Her primary concern was the “singling out of Israel with the intent to harm its security. When we examine the resolution and the language of its motivators, it becomes clear that it isn’t really about settlements or arms. It’s another shameful attempt at promoting BDS and antagonizing the vast majority of Jewish supporters of the NDP.”

And it made no sense for the resolution to be prioritized, she argued, noting that the resolution to support Uyghur Muslims placed eighth on the foreign policy agenda prioritization list.

As a descendant of Holocaust survivors, “I found that to be the convention’s greatest disgrace,” Burke said.

Burke sounded bitter but defiant: After volunteering with the NDP for years, she feels that her participation in progressive spaces is becoming increasingly contingent on checking an essential element of her Jewish identity at the door: her Zionism.

“I will never accommodate this form of erasive anti-Semitism,” she said, “and I won’t hang my Jewishness or Zionism at the door to make anti-Semites feel accommodated.”

How much Jewish support does the NDP have, anyway? The 2018 Survey of Jews in Canada found that about 10 percent of Canadian Jews identified with the party, and of those, only nine percent thought it was not supportive enough of Israel (47 percent said its support for Israel was “about right,” and 27 percent it was too supportive).

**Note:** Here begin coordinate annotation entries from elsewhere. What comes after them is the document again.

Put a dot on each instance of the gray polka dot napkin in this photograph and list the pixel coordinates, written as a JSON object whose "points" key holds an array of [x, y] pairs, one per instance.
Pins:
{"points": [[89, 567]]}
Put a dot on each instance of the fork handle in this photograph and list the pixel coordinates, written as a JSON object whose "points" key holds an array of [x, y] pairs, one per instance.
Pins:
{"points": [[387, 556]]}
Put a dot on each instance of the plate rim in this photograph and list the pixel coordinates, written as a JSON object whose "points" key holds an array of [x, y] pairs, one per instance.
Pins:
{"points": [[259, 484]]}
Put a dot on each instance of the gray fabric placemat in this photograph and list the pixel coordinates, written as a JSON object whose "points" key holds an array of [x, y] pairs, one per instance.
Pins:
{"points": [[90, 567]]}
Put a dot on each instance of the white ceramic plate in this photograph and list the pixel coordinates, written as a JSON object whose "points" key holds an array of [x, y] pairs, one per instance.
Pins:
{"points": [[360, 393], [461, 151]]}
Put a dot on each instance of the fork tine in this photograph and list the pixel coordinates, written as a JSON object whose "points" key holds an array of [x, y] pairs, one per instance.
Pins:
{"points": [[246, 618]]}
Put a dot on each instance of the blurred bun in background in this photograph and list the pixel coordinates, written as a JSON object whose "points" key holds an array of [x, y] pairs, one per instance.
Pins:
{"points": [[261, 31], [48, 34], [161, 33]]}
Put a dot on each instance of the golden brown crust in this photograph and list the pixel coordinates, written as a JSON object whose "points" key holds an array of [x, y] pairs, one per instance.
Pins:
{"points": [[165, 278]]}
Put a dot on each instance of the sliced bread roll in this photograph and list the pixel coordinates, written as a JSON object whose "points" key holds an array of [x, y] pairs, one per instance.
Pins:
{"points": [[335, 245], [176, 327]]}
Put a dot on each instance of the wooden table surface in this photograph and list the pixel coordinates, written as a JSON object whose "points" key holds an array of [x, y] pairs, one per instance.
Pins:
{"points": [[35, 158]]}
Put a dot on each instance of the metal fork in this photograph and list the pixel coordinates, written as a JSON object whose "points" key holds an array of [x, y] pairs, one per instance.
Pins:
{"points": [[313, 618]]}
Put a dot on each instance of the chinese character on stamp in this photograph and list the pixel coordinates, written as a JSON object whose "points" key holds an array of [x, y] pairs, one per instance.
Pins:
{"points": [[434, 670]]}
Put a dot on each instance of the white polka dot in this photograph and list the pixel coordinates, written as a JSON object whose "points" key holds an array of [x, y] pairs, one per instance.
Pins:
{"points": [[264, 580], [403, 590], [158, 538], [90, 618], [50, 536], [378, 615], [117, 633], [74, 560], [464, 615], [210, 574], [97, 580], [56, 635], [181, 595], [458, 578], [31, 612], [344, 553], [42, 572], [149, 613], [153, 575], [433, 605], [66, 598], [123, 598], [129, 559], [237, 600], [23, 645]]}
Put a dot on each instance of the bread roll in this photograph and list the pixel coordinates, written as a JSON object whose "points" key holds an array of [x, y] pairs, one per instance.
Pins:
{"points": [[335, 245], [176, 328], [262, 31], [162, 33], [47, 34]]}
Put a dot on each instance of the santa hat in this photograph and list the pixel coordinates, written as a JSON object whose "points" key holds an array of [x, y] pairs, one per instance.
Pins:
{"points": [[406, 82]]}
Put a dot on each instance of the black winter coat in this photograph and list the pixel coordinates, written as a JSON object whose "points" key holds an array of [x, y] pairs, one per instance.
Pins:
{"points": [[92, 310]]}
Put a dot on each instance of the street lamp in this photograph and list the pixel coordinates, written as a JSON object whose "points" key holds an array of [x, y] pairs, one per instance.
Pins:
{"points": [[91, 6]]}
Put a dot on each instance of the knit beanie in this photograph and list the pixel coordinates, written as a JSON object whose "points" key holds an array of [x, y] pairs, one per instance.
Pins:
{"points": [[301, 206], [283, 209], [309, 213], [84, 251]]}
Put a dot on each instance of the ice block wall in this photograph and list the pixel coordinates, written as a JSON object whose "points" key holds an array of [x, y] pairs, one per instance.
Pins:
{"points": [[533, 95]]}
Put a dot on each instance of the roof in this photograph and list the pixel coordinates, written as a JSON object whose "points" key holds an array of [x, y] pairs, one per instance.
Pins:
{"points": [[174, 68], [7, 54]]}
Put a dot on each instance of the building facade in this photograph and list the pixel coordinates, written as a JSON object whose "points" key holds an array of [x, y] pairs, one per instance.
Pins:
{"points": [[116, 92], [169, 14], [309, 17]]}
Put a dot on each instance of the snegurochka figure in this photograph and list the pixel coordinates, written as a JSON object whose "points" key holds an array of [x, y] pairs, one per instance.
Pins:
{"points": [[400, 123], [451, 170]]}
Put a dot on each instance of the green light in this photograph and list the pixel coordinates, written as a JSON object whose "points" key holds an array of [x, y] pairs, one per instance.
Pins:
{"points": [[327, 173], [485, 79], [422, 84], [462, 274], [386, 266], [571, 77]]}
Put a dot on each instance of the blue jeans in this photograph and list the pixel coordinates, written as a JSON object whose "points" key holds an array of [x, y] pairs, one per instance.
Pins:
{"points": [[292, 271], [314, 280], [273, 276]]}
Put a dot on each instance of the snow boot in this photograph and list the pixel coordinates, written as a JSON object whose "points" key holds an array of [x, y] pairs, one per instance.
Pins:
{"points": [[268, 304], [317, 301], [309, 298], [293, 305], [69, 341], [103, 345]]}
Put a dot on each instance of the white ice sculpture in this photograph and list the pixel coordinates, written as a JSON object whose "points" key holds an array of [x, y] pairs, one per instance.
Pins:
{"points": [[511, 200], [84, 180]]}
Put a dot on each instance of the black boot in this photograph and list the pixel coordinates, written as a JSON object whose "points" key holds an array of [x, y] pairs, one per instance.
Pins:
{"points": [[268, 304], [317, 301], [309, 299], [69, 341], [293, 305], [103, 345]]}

Jewish support also declines with age, the study suggested. Eighteen percent of respondents aged 18-29 said they support the party, compared to eight percent over the age of 74.

One interpretation of these findings is that young Canadian Jewish adults lean more to the left than do older Canadian Jews, “but are more likely to regard working for justice and equality in society as a universal human value rather than a distinguishing feature of Jewishness,” the survey suggested.

Tepperman believes his involvement with the NDP is actually an expression of Jewish values – “my commitment to justice, healing the world, charity and kindness to others, the importance of the sanctity of human life.”

As “painful” as they’ve been, his experiences leading up to and including the recent convention “have only highlighted just how necessary it is for people like me not only to stay with the party, but to be vocal, engaged and active.

“If not us, then who?” he asked.

Morton Weinfeld, a sociologist at McGill University and watcher of Jewish trends in Canada, believes the NDP’s new stance reflects the left’s shift away from support for Israel – not just politically, “but in the academy and the culture broadly.”

He believes the approved resolution could have been far worse, at least compared to the discourses on university and college campuses. As for whether the NDP’s posture has any political weight, it depends on whether the Liberals offer something even more critical, “which is unlikely. But who knows? This NDP vote is more likely a symptom rather than a cause.”

Winnipeg-based historian Allan Levine sees things in blunter terms: Even if the NDP, which hold the balance of power in Parliament, defeated the government over this or any issue, the odds of a future NDP government federally “remain slim as ever. The NDP can say what it wants about Israel,” Levine said. “They remain a third party.”

Montreal Liberal MP Anthony Housefather, the new chair of the Canada-Israel Interparliamentary Group, is similarly certain that the NDP will have no influence “whatsoever” in Canada-Israel relations.

“We are in a minority Parliament but Liberal and Conservative members make up a large majority of seats and both parties are committed to supporting Israel and rejecting boycotts and sanctions,” Housefather said.

He feels the NDP now stands to alienate “a very large percentage of the (Jewish) community.”

But for Dr. Hal Berman, who was the NDP candidate in Toronto’s York Centre riding in the 2015 federal election, the party’s approval of sanctions against Israel represents no policy shift.

“This resolution merely focuses on one part of the party’s existing policy,” he said. “(It) does not change the NDP’s position, which calls for a peaceful negotiated settlement agreeable to both parties.”